Now, up until this point in the story I have had only marginal experiences with my doctors at the center. But this day, they sort of went above and beyond, and being nicer and more reasonable than anyone should be, she agreed to take the next patient, and come back to me in about 20 minutes, thus giving J the opportunity to battle traffic and get there in time so that we could learn the gender of our child together. I was overwhelmed by her kindness. 

“Besides, this kid moves around A LOT. I could stand for some better pictures of the heart and could get you a better picture of the, well, thing you came to see today.” 

And so she left. And I waited. And in walked J, almost an hour later than he anticipated, ready to basically kill people. (It didn’t help that I had gotten weepy during the first ultrasound and he walked in to a wife that had been crying.) I had just enough time to convince him these were happy tears and that our child was perfect and healthy when back came the ultrasound tech. We started again. 
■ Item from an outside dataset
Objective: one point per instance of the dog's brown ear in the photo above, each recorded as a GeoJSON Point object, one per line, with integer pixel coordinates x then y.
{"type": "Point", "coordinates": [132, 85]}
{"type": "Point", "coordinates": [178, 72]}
“Well then,” she said as she waved the magic roller ball over my belly. “This is much better. Evidently now that dad’s here, we’re putting on a show.” (I should have known right then...)

Yup. In walks J, and not only does our wee one stop moving around like a crazy person, but turns and lays still for perfect pictures of the heart that we couldn’t get earlier. “Now we have an even better picture of your child’s gender. Do you want to know now?” 

J looks up at the screen at that moment, studies it carefully and says, “Those are ovaries. This is a girl.” 

The ultrasound tech smiled. “Yes! It’s a girl! Congratulations!” 

I looked at her, completely dumbfounded. “Hmm? Are you sure?” And as IF on cue, in one of her earliest acts of defiance against her mother, she moves and SPREADS HER LEGS in a manner that shows us all her lady parts (and yes, we do have that picture.) 

“Well clearly we’re going to have to teach her some manners before middle school.” This was all I could come up with. 

I sat there, slightly overwhelmed, thinking about the news. A *girl.* What? It was unexpected to say the least. (J sat there trying REALLY hard not be smug, but with a shit-eating grin on his face the whole time. He so wanted a little girl. This was his dream come true.) 

And so we left, I in a daze, J in a drunken happiness stupor. She had said girl. I had a picture of the lady parts in my hand to prove it. Unbelievable. 

It struck me that our ultrasound not only gave me a bird’s eye view of our little girl, but changed my entire outlook on this pregnancy. Suddenly, staring at that ultrasound picture, I was 15 years in the future, imagining the prom dress shopping and make-up tips and break-ups, wondering if I had it in me to get out the Barbies and start the dance lessons—things I just hadn’t even taken the time to consider until now. I thought about my mom and how she dealt with a daddy’s little girl (which this child will inevitably be) and how to come to grips with the balancing act of raising a girl to be strong and independent and knowledgeable without being hard and or unfeeling. 

And then, as hard as it may be to believe, I went home and put pink things on a registry. Baby steps, indeed. 

I’m not sure what other people see when they see that first ultrasound. But for me, I saw a whole new world, an entirely new view on what was going to happen next. I’m going to be the mom to a little girl. God helps us all.